Human Physiology

Yr 1

Total body water

60%

42L, 71mL/100g

Less in fat

Decreases with age

Liposome

If you put phospholipids into an aqueous solution, they would form a structure with the smallest surface area

Chemical disequilibrium and composition of body fluids

Extracellular: high Na+, high Cl-, low K+, low proteins (low in blood plasma, very low in interstitial fluid)

Intracellular: low Na+, low Cl-, high K+, high proteins (because of enzymes)

Different composition due to cell membrane’s permeability to molecules

Cell membrane permeability

• Highly permeable to water

• Larger size = lower permeability

• Lipid soluble = increased permeability

• Charge = cannot pass (most important factor)

Diffusion

Collisions cause random movement [high] to [low] down [gradient]

<3nm H2O soluble molecule can cross membrane this way

Can take place in open system or across partition that separates two systems

Filtration

High pressure through pores (holes in membrane)

E.g. kidney - phosphate ions pass through pores to be excreted in urine, proteins too big

Osmosis

Movement of ions across a membrane in response to a solute [gradient] (low to high solute gradient)

Cell = sealed environment

Osmotic pressure, P

Pressure which would prevent H2O moving.
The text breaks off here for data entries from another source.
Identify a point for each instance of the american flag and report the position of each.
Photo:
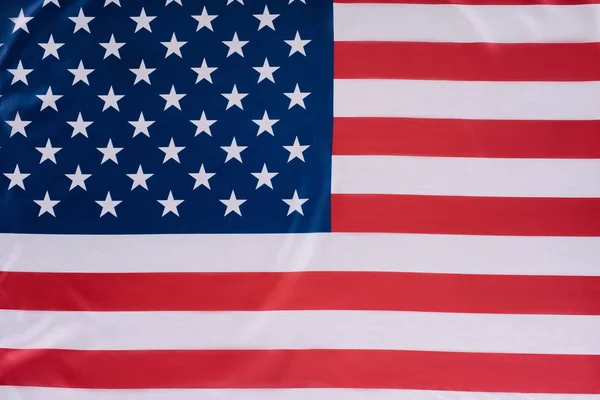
(299, 199)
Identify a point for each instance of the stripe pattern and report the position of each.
(463, 262)
(478, 121)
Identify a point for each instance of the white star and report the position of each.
(20, 74)
(170, 205)
(172, 98)
(81, 21)
(204, 20)
(20, 22)
(203, 125)
(108, 205)
(296, 150)
(49, 99)
(297, 45)
(297, 97)
(295, 203)
(140, 178)
(233, 204)
(202, 177)
(80, 126)
(51, 48)
(142, 73)
(141, 126)
(111, 100)
(17, 125)
(80, 74)
(112, 47)
(266, 71)
(264, 177)
(234, 98)
(234, 151)
(265, 124)
(46, 205)
(109, 152)
(235, 45)
(172, 151)
(78, 179)
(48, 152)
(143, 21)
(204, 72)
(16, 178)
(173, 46)
(266, 19)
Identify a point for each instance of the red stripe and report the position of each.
(301, 291)
(466, 138)
(468, 61)
(465, 215)
(301, 369)
(474, 2)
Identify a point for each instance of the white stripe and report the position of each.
(447, 176)
(466, 99)
(46, 393)
(235, 330)
(302, 252)
(464, 23)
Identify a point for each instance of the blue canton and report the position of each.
(165, 116)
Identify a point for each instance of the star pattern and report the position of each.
(156, 121)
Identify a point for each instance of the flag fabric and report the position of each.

All compartments normally at osmotic equilibrium

Facilitated diffusion

[High] to [low]

down [gradient]

no energy needed

Carrier and channel proteins

Active transport

[Low] to [high]

Against [gradient]

ATP → ADP

ATPase releases energy

Endocytosis

Into cells

Proteins and very large molecules

Two types: pinocytosis and phagocytosis

Pinocytosis

Invaginated membrane pinches off pockets, e.g. fat uptake

Phagocytosis

Arms of cytoplasm encapsulate, e.g. immune response

Exocytosis

Out of cells

E.g. hormones and neurotransmitters

Two types of excitable cells

Muscle - smooth, skeletal and cardiac - contract

Nerve - neurones - conduct - send constant electrical signal over long distance

Neurones

Secretory - release chemicals called neurotransmitters at synapses

Cell body communicates with nerve terminals by electrical signals

Excitable cells - transmit electrochemical signals along their membranes by moving charged ions across the cell membrane = action potentials

Transmembrane resting potential

Electrical gradient between extracellular and intracellular fluid; inside cell slightly negative

Electrical gradient = membrane potential, or Vm = voltage difference across cell membrane

A form of stored or ‘potential’ energy which can be used to open voltage-gated membrane channels and send electrical signals

-70mV inside cell

What creates transmembrane resting potential?

Diffusion of K+ (leak channels) out of cell

• Channel always open

• K+ crosses membrane down [gradient]

Sodium pump/Na+K+ATPase (active transport)

• Moves 3Na+ out of cell and only 2K+ in

• Keeps intracellular concentration of K+ high and Na+ low

• Electrogenic pump - net loss of one positive charge from cytoplasm - helps maintain electrochemical gradient

Negative proteins inside cell

Voltage gated Na+ and K+ channels

Are normally closed in membrane at rest but are important in action potential generation

Opened by voltage change (depolarisation)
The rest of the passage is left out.